In the battles over disproportionate school discipline,
those who maintain that there must be something wrong with the attitudes of the
teachers, or with the rules, or with “the whole system*,” rather than with the
behavior of the students, remind me greatly of the old joke about the guy
looking under the street light for his lost keys rather than where he actually
dropped them.
In fact, I think that may be a rule that generalizes pretty
well. It ties in nicely with my previous post about Who You Believe.
*You know how I feel about systems.
There Is No System (2006)
Systemic
There Is No System (2019)
3 comments:
Maybe it does tie in with teacher attitudes. Madison wound up on the bottom of the "Achievement Gap" list--worse than last year--largely because of a decline in "minority" scores. I've met plenty of teachers in the area--you can't tell me they bear animus against black students and expect me not to laugh.
But--maybe, just maybe, students of different ethnicities come from different cultures. And for someone from within some of those cultures, especially when they have a lot of father-less kids, you need more rules and consequences, not fewer.
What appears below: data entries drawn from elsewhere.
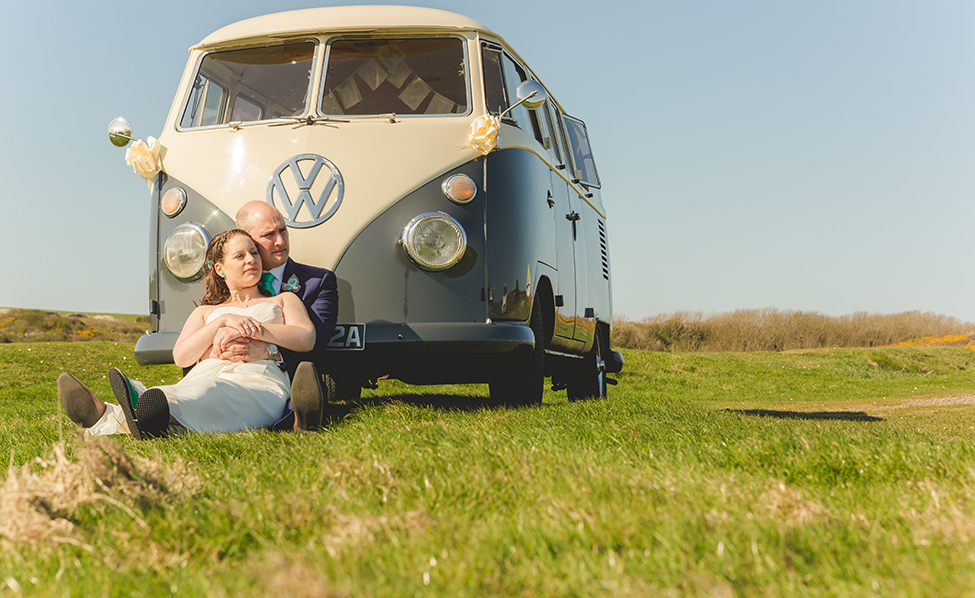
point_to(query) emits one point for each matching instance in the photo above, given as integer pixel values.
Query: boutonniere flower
(292, 285)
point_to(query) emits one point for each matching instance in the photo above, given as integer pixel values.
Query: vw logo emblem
(306, 181)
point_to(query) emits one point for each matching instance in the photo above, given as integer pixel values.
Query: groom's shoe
(147, 415)
(78, 401)
(307, 398)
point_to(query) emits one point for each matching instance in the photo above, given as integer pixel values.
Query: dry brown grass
(771, 329)
(38, 499)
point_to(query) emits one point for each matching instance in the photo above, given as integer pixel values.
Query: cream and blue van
(416, 155)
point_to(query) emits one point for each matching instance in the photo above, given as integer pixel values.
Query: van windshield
(400, 76)
(250, 84)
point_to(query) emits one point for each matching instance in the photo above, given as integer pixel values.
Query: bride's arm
(194, 339)
(297, 333)
(197, 337)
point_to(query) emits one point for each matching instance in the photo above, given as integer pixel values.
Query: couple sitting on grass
(230, 341)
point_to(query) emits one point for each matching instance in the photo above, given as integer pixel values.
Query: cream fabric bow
(484, 133)
(144, 159)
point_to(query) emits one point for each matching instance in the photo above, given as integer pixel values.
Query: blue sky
(814, 156)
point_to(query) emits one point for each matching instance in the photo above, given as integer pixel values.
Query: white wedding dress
(218, 395)
(227, 396)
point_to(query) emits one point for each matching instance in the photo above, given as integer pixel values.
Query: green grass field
(846, 472)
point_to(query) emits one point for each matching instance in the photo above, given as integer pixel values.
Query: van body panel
(379, 283)
(228, 179)
(341, 18)
(535, 231)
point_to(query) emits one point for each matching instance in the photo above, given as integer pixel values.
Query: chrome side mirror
(531, 94)
(120, 132)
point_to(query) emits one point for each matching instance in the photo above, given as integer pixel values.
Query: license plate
(348, 337)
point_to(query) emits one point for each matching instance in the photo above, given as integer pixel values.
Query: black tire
(589, 381)
(523, 382)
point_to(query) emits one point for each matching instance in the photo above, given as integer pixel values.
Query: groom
(315, 287)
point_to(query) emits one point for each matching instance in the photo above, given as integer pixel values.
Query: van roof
(341, 18)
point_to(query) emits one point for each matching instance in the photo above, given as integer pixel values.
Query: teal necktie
(267, 283)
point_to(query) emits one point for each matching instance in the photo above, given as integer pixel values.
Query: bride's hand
(244, 325)
(223, 337)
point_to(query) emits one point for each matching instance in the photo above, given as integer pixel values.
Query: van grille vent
(603, 248)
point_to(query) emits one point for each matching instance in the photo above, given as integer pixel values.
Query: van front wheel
(523, 381)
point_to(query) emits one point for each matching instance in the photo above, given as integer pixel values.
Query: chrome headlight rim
(177, 194)
(445, 188)
(204, 236)
(409, 234)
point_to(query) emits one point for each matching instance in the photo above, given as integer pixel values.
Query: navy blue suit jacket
(318, 291)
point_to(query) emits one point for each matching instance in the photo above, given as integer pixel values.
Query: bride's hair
(216, 287)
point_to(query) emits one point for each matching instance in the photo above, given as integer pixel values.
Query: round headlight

If so, then cutting slack makes things worse.
You can always make things worse.
In the battles over disproportionate school discipline, those who maintain that there must be something wrong with the attitudes of the teachers, or with the rules, or with “the whole system*,”
I would be extremely surprised to find anyone with such opinions who had actually taught in a primary or secondary classroom. I was going to add qualifiers such as "public school" or "inner city" or "substantially minority," but concluded those were not necessary.
I found an exception. Valeria Silva received a golden parachute of some $700,000 when the St. Paul (MN) school board fired her from Superintendent job after implementation of her "inclusive discipline" program for the collapse in school discipline. She had some two decades experience as a teacher or administrator in the St. Paul school system.Her focus was ESL. She won accolades for her putting ESL students into regular classrooms. Texas could have told her that worked much better than an ESL ghetto. In Texas, ESL students are generally in separate classrooms for only a year or two. My brother-in-law came to the US from Germany at age 12 without knowing any English. After arriving in the US in June, he started school in September. Total immersion.
So yes, there was plenty of previous evidence that getting ESL students out of the ESL ghetto would work.
However, Silva believed that classroom inclusion would also work for Special Ed students. Not surprisingly, that didn't work so well. The main difference between ESL students and other students is not behavior or intelligence, but language skills. Once they learn English, the difference disappears. One cannot say that there is a such a small difference between Special Ed students and regular students. Behavior and intelligence differences are much bigger differences than language skills.
Not a surprise that her next move on discipline fell flat on its feet. I suspect that Silva spent most of her career with ESL students, and had little direct experience with black students born and raised in the USA.
Our two from Romania arrived as late 6th and 8th-graders on May 25th. They had received some English instruction in Romania and had had contact with American mission teams at the orphanage the previous two years. I took five weeks off to home school them, though they went to a few events at the Christian school they were going to be entering. Then my wife, a school librarian, homeschooled them for the summer. They entered at grade level in the fall. The younger one had not been a good student in Romania, but they both survived even the first semester, and the older went on to get a degree in accounting.
We interviewed the public school about what they might offer and were not impressed, even though it is theoretically one of the best districts in NH, which scores extremely well as a state every year. Both eventually went to the public school for junior and senior year, when their English proficiency was not an issue.
I think your assessment of language versus processing difficulties is accurate. The former is an obstacle, the latter is a problem.